Kata Pelatih Persib Bandung Terkait Aksi Anarkis Oknum Bobotoh

Ridho Permana, Dede Idrus (Bandung)
·Bacaan 1 menit

VIVA – Aksi tidak terpuji dilakukan sekelompok oknum Bobotoh usai laga Persib Bandung melawan Persija Jakarta di partai final Piala Menpora, Minggu malam 25 April 2021.

Oknum Bobotoh yang berjumlah 100 orang lebih menyerang Kantor Persib dengan melemparkan flare dan botol air mineral. Bukan hanya itu, mereka juga melakukan sweeping kendaraan berplat B.

Salah satu yang menjadi korban adalah kakak kiper Persib, Muhammad Aqil Savik. Mobil sang kakak dirusak oknum Bobotoh dengan menyemprotkan cat putih di bagian kap dan kaca depan.

Aksi anarkis tersebut dilakukan sebagai luapan kekecewaan atas kegagalan Persib meraih gelar juara Piala Menpora. Skuat Maung Bandung takluk dari musuh bebuyutan Persija Jakarta di babak final Piala Menpora.

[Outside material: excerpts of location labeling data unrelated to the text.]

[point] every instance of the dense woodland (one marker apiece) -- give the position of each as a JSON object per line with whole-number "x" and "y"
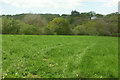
{"x": 76, "y": 23}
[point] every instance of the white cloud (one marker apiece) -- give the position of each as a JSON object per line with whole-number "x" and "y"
{"x": 54, "y": 3}
{"x": 111, "y": 3}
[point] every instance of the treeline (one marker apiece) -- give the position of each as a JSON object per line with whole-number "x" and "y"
{"x": 76, "y": 23}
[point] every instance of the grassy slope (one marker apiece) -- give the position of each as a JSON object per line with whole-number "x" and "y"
{"x": 59, "y": 56}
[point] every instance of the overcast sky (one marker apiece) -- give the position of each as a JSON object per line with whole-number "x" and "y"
{"x": 57, "y": 6}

Pelatih Persib, Robert Rene Alberts, turut menanggapi tindakan yang dilakukan oknum Bobotoh. Menurutnya, aksi tersebut tidak mencerminkan suporter yang dewasa dalam mendukung tim kesayangannya.

“Kami harus bisa membedakan Bobotoh yang sebenarnya dengan hooligans. Itu adalah kategori yang berbeda. Saya rasa, sangat penting bagi mereka untuk belajar mengapresiasi kerja keras tim jika benar-benar mencintai klub yang didukung," kata Robert kepada wartawan.

Pelatih berusia 66 tahun ini menuturkan, seharusnya suporter mengapresiasi perjuangan timnya yang bisa melangkah jauh di Piala Menpora. Meskipun, hasil di partai final tidak sesuai harapan.

"Kalian mendukung klub, mengapresiasi kerja keras tim yang sudah melaju ke babak final. Klub itu melewati Bhayangkara, Bali United atau Madura United, tim-tim top," ucapnya.

"Klub itu sudah melangkah jauh dan kalian tidak bisa pergi keluar untuk merusak properti dan melakukan protes. Kalian seharusnya memberikan apresiasi," tambahnya.

Setelah peristiwa tersebut, Robert meyakini para pelaku akan malu dan menyesali perbuatannya. Sebab, aksi yang dilakukan merugikan banyak orang.

"Saya juga mendapat pesan dari para Bobotoh yang sebenarnya dan mereka memberikan dukungan, mereka percaya masa depan tim," kata dia.